Friday, November 9, 2012

Short-Term Oversold, But No Divergence

Click on Chart to Enlarge

The hourly chart of SPY is oversold and the MACD making a bullish cross as I type this.  The daily chart shows prices have been touching the lower bollinger band for a few days indicating that prices are stretched to the downside.  However, there is no bullish divergence on the MACD even at the 30 min time frame, which calls into question whether this move down is bottoming for a major rebound attempt.

The chart above is the VIX/VXV which is shorter term volatility divided by longer term volatility.  In general the shorter term (VIX) should be lower creating a VIX/VXV ratio that is less than 1.0 (indicated by the green line).  However, there are times when the VIX gets higher than VXV.  That usually indicates a point of intermediate term panic in the market and leads to a rebound pretty soon.  The market is out of balance under that condition.

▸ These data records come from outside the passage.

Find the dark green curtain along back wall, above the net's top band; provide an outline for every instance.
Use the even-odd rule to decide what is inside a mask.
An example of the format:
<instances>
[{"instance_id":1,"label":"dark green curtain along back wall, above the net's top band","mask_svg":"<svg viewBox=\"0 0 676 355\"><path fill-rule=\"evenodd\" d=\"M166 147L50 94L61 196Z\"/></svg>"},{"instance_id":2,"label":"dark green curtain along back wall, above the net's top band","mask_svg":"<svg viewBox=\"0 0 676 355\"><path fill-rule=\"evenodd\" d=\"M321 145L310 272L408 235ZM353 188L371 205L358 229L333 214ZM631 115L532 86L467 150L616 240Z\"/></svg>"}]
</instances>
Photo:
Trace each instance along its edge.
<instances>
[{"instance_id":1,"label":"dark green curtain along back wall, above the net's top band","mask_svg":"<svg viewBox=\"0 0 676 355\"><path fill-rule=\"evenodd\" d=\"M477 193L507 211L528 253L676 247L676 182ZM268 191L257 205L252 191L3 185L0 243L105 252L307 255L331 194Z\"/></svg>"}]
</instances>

Currently the ratio is not quite at 1.0 yet.  I have been watching this indicator to help pinpoint an upcoming rally attempt.  Of note is that the ratio is higher than it was at the June 2012 low which did not even reach 1.0. 

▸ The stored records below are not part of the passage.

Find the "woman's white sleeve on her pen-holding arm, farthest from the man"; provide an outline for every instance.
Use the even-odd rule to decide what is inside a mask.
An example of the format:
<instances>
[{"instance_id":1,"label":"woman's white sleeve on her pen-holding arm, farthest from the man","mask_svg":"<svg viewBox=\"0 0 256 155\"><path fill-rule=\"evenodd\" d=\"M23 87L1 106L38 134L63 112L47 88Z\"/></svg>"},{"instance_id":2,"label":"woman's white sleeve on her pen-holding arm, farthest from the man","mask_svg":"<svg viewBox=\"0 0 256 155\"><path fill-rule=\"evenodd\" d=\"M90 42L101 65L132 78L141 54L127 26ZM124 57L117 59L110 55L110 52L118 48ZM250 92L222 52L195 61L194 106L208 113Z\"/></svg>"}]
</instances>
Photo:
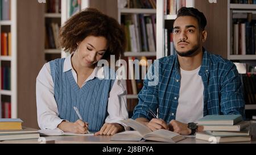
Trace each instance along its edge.
<instances>
[{"instance_id":1,"label":"woman's white sleeve on her pen-holding arm, farthest from the man","mask_svg":"<svg viewBox=\"0 0 256 155\"><path fill-rule=\"evenodd\" d=\"M38 125L41 129L55 129L63 121L63 119L59 118L53 86L51 69L48 62L44 64L36 78L36 106Z\"/></svg>"}]
</instances>

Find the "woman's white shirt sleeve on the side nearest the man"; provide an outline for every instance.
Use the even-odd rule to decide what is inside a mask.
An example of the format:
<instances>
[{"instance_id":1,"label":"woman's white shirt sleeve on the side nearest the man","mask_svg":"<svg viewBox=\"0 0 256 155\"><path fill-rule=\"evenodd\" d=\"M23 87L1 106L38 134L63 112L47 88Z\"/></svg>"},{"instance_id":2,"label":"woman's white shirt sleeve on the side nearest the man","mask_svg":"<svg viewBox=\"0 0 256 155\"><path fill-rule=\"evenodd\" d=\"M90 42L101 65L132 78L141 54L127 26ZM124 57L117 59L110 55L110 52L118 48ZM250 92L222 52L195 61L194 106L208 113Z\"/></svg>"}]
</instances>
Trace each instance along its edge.
<instances>
[{"instance_id":1,"label":"woman's white shirt sleeve on the side nearest the man","mask_svg":"<svg viewBox=\"0 0 256 155\"><path fill-rule=\"evenodd\" d=\"M125 89L125 80L115 79L112 90L109 93L108 100L108 116L105 120L106 123L118 123L120 120L128 119L128 110L126 103L126 89ZM123 124L122 124L123 125ZM126 130L127 128L123 125Z\"/></svg>"}]
</instances>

If it does move above the 1.0 level, I would expect a tradable bottom to occur soon after.  There is no guarantee that it will reach that level before a major rally attempt, and with prices oversold on the daily time frame, I think this is a time to protect open short positions by tightening stops or exiting on appropriate technical signals.



1 comment:

  1. The market will have its ups and its downs. The market climbs a wall of worry. Market Panics happen generally when everyone is bullish not when everyone is bearish.